Ahmad Yaseen
Azure Blob Storage Dataset

How to use iterations and conditions activities in Azure Data Factory

December 17, 2020 by

In the previous articles, we discussed how to create an Azure Data Factory pipeline to copy data between different data stores that are located in on-premises servers or in the cloud, how to transform data using Azure Data factory Mapping Dataflow activity and how to run an SSIS package using Azure Data Factory.

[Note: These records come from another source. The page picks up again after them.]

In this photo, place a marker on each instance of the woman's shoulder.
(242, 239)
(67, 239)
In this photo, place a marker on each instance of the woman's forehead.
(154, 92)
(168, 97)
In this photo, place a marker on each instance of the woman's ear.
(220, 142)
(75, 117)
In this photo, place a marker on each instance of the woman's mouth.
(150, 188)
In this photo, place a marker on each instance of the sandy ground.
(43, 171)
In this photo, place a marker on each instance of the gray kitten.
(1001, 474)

In this article, we will show how to use the Iterations and Conditions activities in the Azure Data Factory.

Demo Overview

In the demo that we will discuss in this article, we will create an Azure Data Factory pipeline, that will read data stored in CSV files located in an Azure Blob Storage container, making sure that the file extension is CSV and the size of the file larger than or equal to 1KB, and write the data to an Azure SQL Database table.

Prerequisites

In order to create that pipeline, make sure that you have an Azure Data Factory, an Azure Storage account where the CSV files are stored, as shown below:

Blob container where the files are stored

And an Azure SQL Database where the data will be written, where we need to add the current client IP address to the Azure SQL Database firewall settings, in order to be able to connect using SSMS from my machine, and enable Allow Azure Services and Resources to access this Server firewall setting to allow the Azure Data Factory to access it, as shown below:

Azure SQL DB firewall settings

Getting started

Linked Services and DataSets

The first step in creating the Azure Data Factory pipeline is creating the source and sink linked services and datasets. To achieve that, open the Azure Data Factory, click on Author & Monitor to launch the Data Factory UI.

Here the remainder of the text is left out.